Артемий Феоктистович поёжился в сюртучном пиджмаке и сжался утробой.
— И как же это я пролетел селение-то? Иб ту ю мэ мэ! Никто ж не остановил. А главное,
никого не сбил, не задел. Вах-вах, чудо-то какое! — Он кудахтал о своём несбывшемся ДТП, но
вдруг резко сник. И припомнился Артемию странный сон, виданный им вроде как только что. И
каким-то непонятным, но вполне ощутимым образом Феоктистыч почувствовал, как многие и
многие детали чего-то несусветно большого и великого сейчас очень быстро складываются в одну
цельную и вполне конкретную картину. Ум отказывался это объяснять, но душа всё поняла и
затихла в предчувствии. Да, дорогой Артемий Феоктистович, бухгалтерский ум не был знаком с
механизмом срабатывания системных узлов закона кармы. А душа это знала очень даже хорошо.
— Чё делать-то? — задал он знаменитый риторический вопрос всех племён и народов.
Даже тормозить в таком месте было жутко. Артемию казалось, что если он остановит машину и
выйдет на дорогу, то окружающая чужая реальность сразу обретёт свою настоящесть, и тогда уж
никуда будет не деться. Его бухгалтерский разум ещё надеялся, что все эти горы — просто яркий
и болезненный сон, и что морок вот-вот растает. Но кошмар о грозных горах-пограничниках никак
не желал таять. Они как бы говорили Артемию Феоктистовичу: «Что ж мы, мороженое какое-нить
там
таять? Алё, гараж, здесь не кондитерская!»

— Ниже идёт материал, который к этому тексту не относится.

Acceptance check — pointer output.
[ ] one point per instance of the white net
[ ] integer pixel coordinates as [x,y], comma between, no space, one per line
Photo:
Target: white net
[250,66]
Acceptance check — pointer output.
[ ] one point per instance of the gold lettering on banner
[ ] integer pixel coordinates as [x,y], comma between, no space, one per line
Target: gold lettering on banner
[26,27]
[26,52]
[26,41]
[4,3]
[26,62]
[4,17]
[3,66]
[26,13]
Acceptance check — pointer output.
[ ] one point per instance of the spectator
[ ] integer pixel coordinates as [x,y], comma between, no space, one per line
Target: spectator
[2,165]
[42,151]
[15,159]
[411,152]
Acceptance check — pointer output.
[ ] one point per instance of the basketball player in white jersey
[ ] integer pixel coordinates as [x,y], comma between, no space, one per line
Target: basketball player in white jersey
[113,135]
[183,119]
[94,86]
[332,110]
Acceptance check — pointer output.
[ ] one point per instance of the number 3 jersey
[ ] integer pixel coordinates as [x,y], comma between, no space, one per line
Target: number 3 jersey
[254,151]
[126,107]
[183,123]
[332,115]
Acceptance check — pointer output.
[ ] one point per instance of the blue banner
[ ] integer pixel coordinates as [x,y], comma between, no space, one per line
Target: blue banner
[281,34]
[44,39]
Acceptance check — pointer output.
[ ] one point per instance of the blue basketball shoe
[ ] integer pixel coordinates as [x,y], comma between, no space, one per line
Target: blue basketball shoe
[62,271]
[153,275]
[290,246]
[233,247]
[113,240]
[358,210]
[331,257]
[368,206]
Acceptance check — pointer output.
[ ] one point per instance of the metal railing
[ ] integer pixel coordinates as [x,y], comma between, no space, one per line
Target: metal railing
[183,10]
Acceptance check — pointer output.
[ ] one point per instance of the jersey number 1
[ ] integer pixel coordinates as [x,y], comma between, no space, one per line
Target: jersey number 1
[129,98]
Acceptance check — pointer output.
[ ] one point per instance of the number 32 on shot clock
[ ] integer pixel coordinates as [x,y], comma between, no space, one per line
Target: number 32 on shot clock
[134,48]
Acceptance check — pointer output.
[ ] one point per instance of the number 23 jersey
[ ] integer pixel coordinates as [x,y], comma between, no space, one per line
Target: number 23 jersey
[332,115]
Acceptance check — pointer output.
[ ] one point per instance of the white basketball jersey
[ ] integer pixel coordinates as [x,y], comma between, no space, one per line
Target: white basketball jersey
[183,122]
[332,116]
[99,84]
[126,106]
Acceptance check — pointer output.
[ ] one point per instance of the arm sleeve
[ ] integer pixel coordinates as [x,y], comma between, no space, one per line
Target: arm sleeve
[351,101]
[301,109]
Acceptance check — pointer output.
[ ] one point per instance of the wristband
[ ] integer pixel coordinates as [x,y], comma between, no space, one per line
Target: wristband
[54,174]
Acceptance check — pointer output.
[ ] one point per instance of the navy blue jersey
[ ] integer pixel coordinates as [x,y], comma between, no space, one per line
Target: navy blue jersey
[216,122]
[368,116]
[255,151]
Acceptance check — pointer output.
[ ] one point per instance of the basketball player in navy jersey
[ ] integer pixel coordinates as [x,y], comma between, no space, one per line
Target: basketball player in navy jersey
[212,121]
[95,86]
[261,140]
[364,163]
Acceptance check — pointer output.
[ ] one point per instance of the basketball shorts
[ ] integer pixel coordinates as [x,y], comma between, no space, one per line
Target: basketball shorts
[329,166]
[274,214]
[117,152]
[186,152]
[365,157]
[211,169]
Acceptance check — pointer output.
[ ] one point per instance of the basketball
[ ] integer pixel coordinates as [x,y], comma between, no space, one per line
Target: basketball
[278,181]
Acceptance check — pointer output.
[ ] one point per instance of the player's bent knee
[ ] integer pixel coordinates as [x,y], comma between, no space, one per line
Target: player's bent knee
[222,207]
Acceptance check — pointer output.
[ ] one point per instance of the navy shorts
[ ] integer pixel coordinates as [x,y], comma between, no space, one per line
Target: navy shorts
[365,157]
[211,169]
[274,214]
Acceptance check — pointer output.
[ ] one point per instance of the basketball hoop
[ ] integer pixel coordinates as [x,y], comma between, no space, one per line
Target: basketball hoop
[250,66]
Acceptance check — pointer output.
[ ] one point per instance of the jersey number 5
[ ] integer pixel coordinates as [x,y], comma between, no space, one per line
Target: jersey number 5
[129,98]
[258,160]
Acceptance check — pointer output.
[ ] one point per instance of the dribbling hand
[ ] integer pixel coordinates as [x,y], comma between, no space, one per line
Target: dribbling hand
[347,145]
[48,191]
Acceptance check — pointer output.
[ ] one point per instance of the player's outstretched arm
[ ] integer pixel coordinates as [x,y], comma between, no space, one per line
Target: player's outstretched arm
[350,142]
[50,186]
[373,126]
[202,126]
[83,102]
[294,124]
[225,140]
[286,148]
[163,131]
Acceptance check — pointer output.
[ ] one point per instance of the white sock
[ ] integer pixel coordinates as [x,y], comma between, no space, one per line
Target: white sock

Бухгалтер хотел протереть глаза указательными пальцами, но руки были заняты проклятым
рулём. Решение остановиться Артемий принял внезапно и единогласно, ибо никто не возражал. А
и некому было. Наш горе-бухгалтер в этом кошмаре кочумал совсем один. Он выбрал на горном
94
серпантине поворот поплавнее и, сбавив ход, прижался, насколько было можно, к воображаемой
обочине. Покрышки прошуршали по мелкому песку и остановились. Открыв дверь, Артемий
Феоктистович вывалился на дорогу, тяжело дыша. Он наконец-то дал волю своему неуёмному
желанию протереть глаза, но, увы, сие ничего не изменило. Магическое действие, столь часто
спасавшее в детстве от случайных мелких галлюцинаций, здесь и сейчас не возымело никакого
результата.
— Йоп! — сел Артемий Феоктистович на земельку. На ум ему почему-то тоскливо пришёл кот
Василий, оставшийся где-то далеко дожидаться его, Артемия, прихода домой. И не менее
тоскливо он вспомнил о ничего не подозревавшем, мирно сопящем сытым сном волосястом
мухолове.
— Кхм! — вдруг сухо кашлянул у него над ухом кто-то.

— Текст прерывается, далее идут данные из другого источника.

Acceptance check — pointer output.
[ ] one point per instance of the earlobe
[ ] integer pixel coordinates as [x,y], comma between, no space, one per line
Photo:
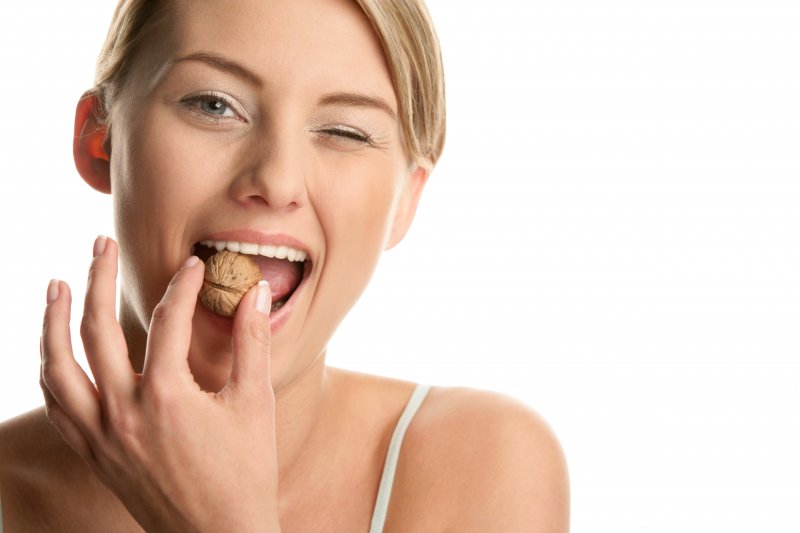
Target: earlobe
[89,146]
[407,205]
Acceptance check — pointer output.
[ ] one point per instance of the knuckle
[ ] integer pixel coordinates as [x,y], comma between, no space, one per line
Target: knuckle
[259,334]
[51,375]
[123,423]
[90,325]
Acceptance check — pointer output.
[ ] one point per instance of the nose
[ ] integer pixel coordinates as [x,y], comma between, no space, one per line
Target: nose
[273,174]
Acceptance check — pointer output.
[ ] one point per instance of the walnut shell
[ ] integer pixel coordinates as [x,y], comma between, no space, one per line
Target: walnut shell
[228,276]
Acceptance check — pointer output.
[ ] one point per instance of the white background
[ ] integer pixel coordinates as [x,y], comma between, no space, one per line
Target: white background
[612,236]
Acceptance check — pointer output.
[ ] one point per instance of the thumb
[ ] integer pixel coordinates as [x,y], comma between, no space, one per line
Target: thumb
[251,341]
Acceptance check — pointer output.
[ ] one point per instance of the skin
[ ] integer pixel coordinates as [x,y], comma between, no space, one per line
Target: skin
[296,445]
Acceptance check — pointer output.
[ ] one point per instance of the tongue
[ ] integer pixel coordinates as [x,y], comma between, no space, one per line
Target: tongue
[283,276]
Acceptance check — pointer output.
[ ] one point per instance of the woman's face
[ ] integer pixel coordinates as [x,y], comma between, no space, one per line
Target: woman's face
[262,122]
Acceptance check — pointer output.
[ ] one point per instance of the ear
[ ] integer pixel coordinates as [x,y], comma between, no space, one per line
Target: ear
[407,204]
[89,146]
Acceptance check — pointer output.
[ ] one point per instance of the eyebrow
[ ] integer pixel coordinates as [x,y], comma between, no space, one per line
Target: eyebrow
[223,64]
[338,98]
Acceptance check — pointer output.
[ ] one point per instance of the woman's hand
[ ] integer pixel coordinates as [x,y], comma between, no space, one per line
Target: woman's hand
[179,458]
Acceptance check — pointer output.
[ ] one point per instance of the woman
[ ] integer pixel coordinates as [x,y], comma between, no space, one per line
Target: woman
[290,123]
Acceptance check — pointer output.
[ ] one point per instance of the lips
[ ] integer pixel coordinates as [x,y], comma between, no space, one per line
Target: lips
[283,260]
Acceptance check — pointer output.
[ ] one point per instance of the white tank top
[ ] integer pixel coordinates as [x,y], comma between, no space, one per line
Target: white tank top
[389,467]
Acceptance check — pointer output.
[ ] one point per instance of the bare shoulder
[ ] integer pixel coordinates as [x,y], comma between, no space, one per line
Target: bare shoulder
[489,461]
[40,476]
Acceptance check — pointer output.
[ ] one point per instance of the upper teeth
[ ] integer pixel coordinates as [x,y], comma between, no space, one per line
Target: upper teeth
[251,248]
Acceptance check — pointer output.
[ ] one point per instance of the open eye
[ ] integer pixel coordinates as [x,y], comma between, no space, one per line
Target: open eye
[210,106]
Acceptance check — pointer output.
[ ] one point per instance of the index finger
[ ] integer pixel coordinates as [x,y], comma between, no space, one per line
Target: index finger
[103,339]
[170,333]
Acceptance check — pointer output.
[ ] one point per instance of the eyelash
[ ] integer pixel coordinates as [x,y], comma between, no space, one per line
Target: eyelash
[350,134]
[188,102]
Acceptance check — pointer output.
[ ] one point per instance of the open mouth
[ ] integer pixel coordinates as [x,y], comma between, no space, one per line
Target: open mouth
[283,267]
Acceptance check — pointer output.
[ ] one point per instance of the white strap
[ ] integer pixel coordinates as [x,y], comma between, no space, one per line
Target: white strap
[389,467]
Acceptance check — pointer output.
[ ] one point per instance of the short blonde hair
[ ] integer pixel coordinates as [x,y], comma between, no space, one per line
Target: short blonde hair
[404,28]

— Ааааааа! — заорал дурным голосом от неожиданности Артемий Феоктистович и громко
пукнул, и теперь для него уже было совершенно непонятно, то ли стесняться своего пукания, то ли
пугаться внезапного кашля. Он махнул на всё рукой и просто с отчаянием в глазах взглянул себе
за спину.
А там стоял всё тот же странный худощавый дядька с развевающимися выбеленными
волосами, одетый в нелепую оранжевую жилетку.

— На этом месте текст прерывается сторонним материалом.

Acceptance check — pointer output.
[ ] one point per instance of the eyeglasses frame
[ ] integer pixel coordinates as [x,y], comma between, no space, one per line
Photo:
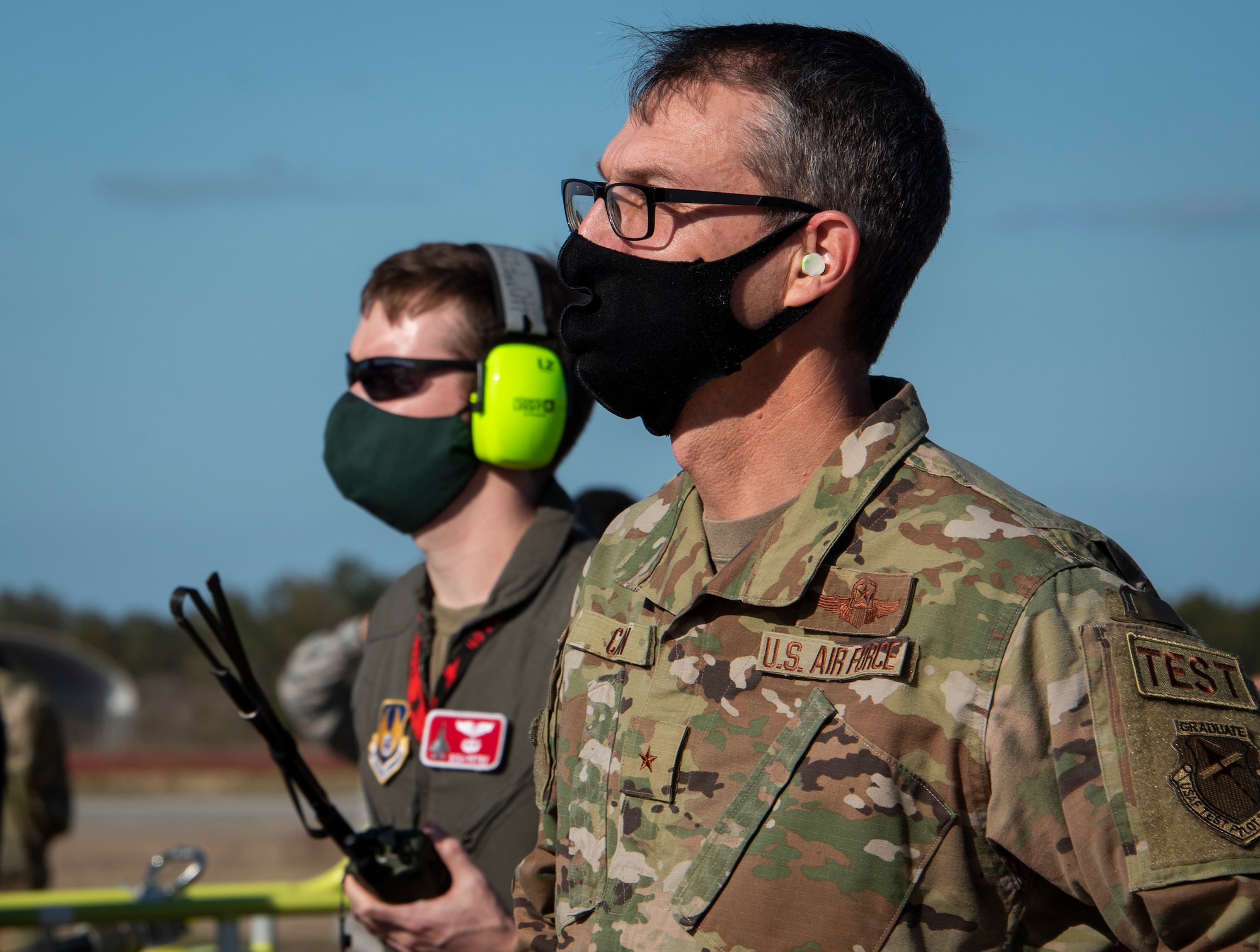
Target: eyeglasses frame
[353,368]
[658,194]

Дядька этот кивнул головой, вертя кренделями снятую фуражку. Он всё так же улыбался.
Затем, выпрямившись по стойке «смирно», он вскинул руку в локте и ловким артистическим
движением пальцев перевёл свои наручные часы на пять часов с тремя четвертями вперёд.
Артемий Феоктистович с ужасом заметил, что дядька стоит на дороге в потёртых войлочных
тапочках без задников.
— Блин с компотом! Шайтан-оглы! — попятился бухгалтер.
— Ну что вы! Не нужно громких чужих имён! — Дядька с фуражкой по-отечески залучился
морщинками.
Бухгалтер вдруг заметил то, что его больше всего пугало в облике незнакомца. На носу у
дядьки сидели жуть наводящие круглые очки с абсолютно мутными стёклами. Стёкла эти были то
ли зацарапаны до непроглядной степени, то ли сделаны специально чернюще-дымчатыми.